For its first half, Step Up: All In does a solid job dispensing with narrative fairly quickly and focusing on the dancing. (I’d try to name some of the dance moves, but I’d just sound even more like an old loser, so I won’t.) When Moose and Sean have to come up with a dance video to send in for the Vortex, they use Moose’s lab during a stray few hours when his boss is away. The spectacle they shoot is both ridiculous and ridiculously awesome — complete with mad scientists, monsters rising from the dead, and insane electrical currents. It’s a complete fantasy, and it expresses the ethos of these movies better than anything I can think of: Any attempt on the movie’s part to try to explain how they managed to pull it off would result in the whole thing collapsing like a house of cards.
The dancing itself is impressive, though it can’t match the crazed, stylized wonder that was Step Up 3D (which, with each passing year, seems like even more of a masterpiece). Director Trish Sie doesn’t necessarily try, though. She doesn’t even use the 3-D all that much, opting instead to step back and focus largely on functional wide shots that take in the whole performance. She has more of a choreographer’s eye than a director’s eye, it seems: She’s drawn to fluidity and pattern rather than composition and cinematic rhythm. That’s not the worst problem to have.

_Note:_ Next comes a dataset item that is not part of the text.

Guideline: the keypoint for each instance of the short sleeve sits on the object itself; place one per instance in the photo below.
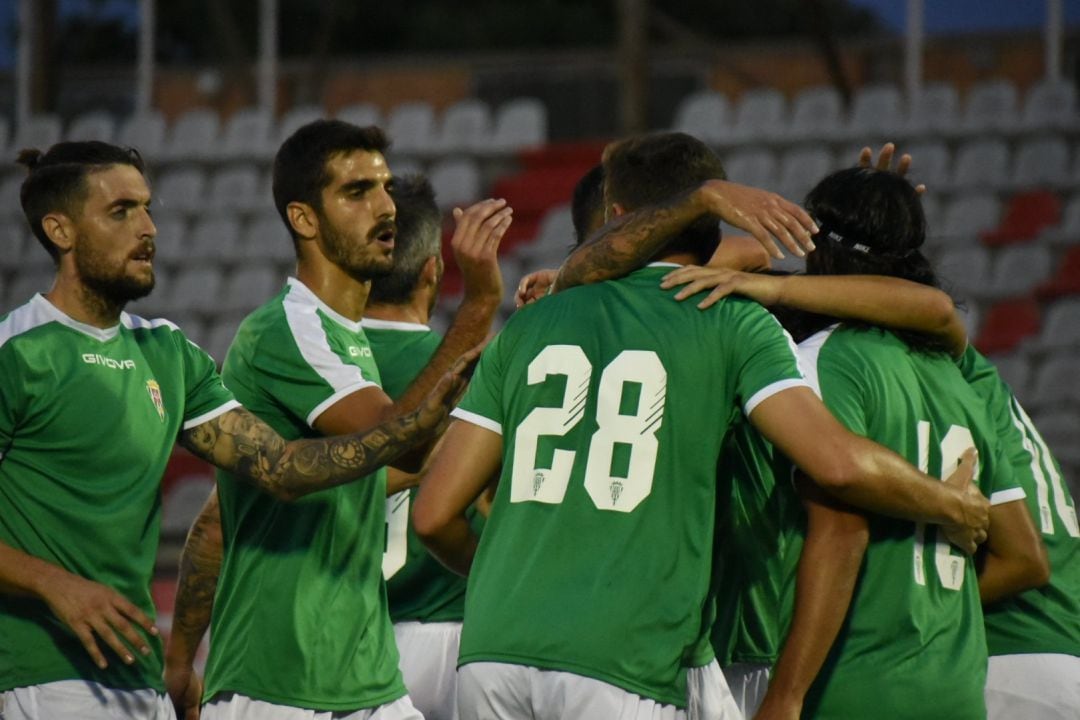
(205, 396)
(482, 404)
(765, 355)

Once the Vortex starts for real, however, plot points that we didn’t even know were there start to reveal themselves. It doesn’t help that Ryan Guzman comes from the always-nod-when-you-speak school of acting, and that the film saddles him with not one but two back-to-back inspirational speeches. By the third act, we may find ourselves twiddling our thumbs waiting for the big dance finale to start. The good news, however, is that it eventually does. Whatever the other flaws, the dancing itself rarely seems to disappoint in these movies.